NationalEnquirer.com

ELIZABETH TAYLOR’s son is considering pals’ suggestions that he write a “Mommie Dearest” tell-all that promises to rip the lid off of the movie legend’s worst perfor­mance – as a mother!

A book penned by Liz’s 59-year-old son Michael Wilding Jr. would be in the tradition of the scathing Joan Crawford biography and explain why Taylor, a beloved Hollywood icon, was no saint to her kids, say pals.

While Liz was known to be very generous with her time and money to charities, “she was never interested in her children,” a family insider told The ENQUIRER.

“Michael was overheard saying he would rather have grown up broke with a loving mother rather ‘than the way I was raised!’”

Wilding, a former soap opera actor, has been urged to write the explosive book with his wife Brooke Palance, daughter of the late movie star Jack Palance.

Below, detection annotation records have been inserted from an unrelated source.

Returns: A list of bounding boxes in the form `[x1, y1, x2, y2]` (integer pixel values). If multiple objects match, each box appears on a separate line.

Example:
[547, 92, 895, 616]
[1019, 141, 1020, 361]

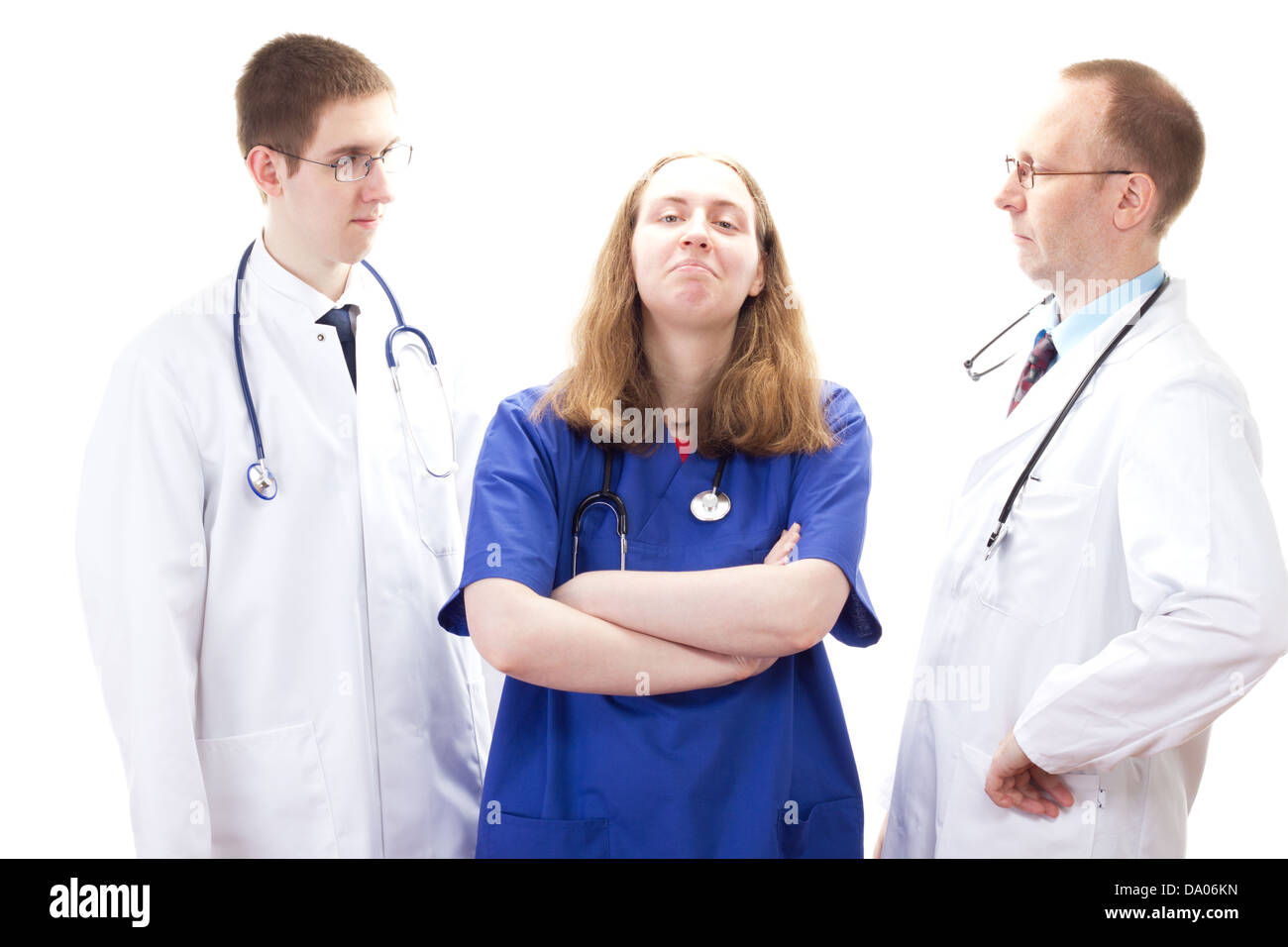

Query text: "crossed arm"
[465, 526, 850, 694]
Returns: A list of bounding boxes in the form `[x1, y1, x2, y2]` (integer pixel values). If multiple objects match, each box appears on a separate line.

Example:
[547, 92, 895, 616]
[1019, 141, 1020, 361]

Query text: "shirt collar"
[1047, 263, 1163, 355]
[248, 231, 368, 322]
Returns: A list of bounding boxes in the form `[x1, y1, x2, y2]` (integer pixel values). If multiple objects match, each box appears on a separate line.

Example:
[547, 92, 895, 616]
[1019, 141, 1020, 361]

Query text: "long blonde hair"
[532, 152, 834, 458]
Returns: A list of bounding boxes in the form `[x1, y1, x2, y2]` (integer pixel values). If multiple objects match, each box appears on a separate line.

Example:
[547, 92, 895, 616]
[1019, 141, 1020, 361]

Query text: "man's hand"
[984, 730, 1073, 818]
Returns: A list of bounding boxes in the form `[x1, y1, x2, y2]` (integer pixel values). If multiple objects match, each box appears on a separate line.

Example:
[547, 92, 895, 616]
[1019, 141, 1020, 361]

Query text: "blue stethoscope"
[233, 241, 459, 500]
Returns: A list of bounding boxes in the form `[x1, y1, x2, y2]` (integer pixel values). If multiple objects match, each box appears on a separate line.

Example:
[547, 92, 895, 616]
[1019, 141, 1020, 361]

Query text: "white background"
[0, 0, 1288, 857]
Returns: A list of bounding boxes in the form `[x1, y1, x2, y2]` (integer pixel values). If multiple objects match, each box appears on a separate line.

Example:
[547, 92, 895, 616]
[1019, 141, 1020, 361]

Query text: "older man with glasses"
[877, 59, 1288, 857]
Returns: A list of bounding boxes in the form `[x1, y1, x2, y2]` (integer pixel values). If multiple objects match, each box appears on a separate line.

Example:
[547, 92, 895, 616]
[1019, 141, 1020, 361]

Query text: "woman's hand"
[765, 523, 802, 566]
[733, 655, 778, 681]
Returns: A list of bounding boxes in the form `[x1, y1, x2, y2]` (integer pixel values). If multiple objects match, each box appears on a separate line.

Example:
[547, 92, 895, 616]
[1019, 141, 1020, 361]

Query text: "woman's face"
[631, 158, 764, 329]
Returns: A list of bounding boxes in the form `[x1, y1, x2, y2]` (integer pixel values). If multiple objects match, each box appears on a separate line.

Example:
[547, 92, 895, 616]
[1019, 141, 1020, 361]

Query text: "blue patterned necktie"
[1006, 329, 1056, 416]
[318, 305, 358, 390]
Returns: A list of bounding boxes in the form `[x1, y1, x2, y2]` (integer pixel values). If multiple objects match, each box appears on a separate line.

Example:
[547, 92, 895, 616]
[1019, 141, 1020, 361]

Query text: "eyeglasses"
[246, 145, 411, 184]
[1006, 155, 1136, 191]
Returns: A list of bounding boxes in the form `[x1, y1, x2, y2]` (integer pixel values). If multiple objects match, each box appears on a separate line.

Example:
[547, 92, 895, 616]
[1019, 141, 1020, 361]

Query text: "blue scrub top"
[438, 382, 881, 858]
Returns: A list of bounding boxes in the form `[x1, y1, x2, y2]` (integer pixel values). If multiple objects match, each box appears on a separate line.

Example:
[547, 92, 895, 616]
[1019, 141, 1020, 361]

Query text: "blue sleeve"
[438, 393, 559, 635]
[789, 385, 881, 648]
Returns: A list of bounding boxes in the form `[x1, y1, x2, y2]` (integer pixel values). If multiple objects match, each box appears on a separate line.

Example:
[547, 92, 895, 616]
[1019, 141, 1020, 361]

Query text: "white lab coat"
[884, 279, 1288, 858]
[77, 239, 490, 857]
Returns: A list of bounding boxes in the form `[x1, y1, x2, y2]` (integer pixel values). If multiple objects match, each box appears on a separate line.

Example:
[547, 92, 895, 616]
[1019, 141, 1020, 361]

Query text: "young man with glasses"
[879, 59, 1288, 857]
[77, 35, 490, 857]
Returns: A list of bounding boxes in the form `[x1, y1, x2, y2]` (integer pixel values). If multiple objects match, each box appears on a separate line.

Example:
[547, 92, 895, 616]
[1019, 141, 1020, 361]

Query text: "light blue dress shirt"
[1038, 263, 1163, 365]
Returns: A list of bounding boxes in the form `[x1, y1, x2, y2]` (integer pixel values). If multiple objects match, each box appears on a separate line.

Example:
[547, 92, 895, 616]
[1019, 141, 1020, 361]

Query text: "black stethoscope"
[966, 273, 1172, 559]
[233, 241, 459, 500]
[572, 449, 733, 576]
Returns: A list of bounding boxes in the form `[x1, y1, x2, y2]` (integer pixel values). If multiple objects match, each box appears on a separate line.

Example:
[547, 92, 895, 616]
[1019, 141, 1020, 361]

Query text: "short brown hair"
[532, 152, 834, 458]
[1060, 59, 1205, 237]
[237, 34, 394, 183]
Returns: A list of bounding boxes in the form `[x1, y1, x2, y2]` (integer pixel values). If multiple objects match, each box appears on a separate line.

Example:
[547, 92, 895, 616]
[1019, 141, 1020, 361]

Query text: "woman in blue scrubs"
[439, 155, 881, 857]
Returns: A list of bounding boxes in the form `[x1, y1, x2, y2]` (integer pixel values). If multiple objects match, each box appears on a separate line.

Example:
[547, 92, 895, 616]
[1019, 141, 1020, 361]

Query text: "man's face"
[279, 93, 398, 264]
[631, 158, 764, 327]
[993, 81, 1117, 284]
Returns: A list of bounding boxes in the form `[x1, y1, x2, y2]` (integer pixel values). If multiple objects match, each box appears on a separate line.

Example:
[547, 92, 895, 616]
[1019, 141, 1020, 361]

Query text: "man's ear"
[1115, 171, 1158, 231]
[246, 145, 287, 197]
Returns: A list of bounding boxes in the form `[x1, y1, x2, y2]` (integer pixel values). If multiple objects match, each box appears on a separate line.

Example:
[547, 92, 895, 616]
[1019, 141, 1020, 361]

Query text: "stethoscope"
[572, 449, 733, 576]
[233, 241, 459, 500]
[966, 273, 1172, 559]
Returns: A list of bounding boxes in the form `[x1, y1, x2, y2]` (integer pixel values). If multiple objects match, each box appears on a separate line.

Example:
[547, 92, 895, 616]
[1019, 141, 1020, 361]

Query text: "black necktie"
[318, 305, 358, 390]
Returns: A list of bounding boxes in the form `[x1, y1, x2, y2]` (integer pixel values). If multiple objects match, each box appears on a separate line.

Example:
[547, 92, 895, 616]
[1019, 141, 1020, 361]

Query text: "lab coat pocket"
[778, 796, 863, 858]
[476, 809, 609, 858]
[935, 743, 1100, 858]
[408, 459, 464, 556]
[971, 479, 1100, 625]
[197, 723, 339, 858]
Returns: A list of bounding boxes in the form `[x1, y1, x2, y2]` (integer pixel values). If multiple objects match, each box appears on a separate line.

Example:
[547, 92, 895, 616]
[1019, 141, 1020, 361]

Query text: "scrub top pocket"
[476, 806, 610, 858]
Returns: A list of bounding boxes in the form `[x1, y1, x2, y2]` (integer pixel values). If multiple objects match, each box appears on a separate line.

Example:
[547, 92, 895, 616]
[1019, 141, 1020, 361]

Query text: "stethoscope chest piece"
[690, 456, 733, 523]
[690, 489, 733, 523]
[246, 460, 277, 500]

“It would portray Liz as an absentee mom, always away on movie sets, flying around the globe or in the arms of a man,” revealed a family friend.

Elizabeth’s four children were trotted out for photo opportunities to give the appearance of a loving, close-knit family, but the friend says: “That couldn’t be further from the truth.”

Michael, Liz’s son with second husband Michael Wilding Sr., spent much of his life “in a desperate bid for her attention,” according to the insider. “The book would talk about how Michael rebelled against his mother, running away to join a rock band, hanging around the drug scene and bedding a lot of women.”

During the mid-’70s, Michael lived on a farm commune in Wales, playing sax with a five-mem­ber rock group. He was married at 17 and had a daughter, but the union blew apart after just two years. He had another daughter with a girlfriend at the commune in 1975 but didn’t settle down until tying the knot with Brooke in 1982, and they had a son seven years later.

Despite Michael’s differences with his mother, he was the one who oversaw her care leading up to her death last year at age 79.

But now, said the friend: “Michael could spill all the family secrets as a way of coming to terms with a mother who was never there.”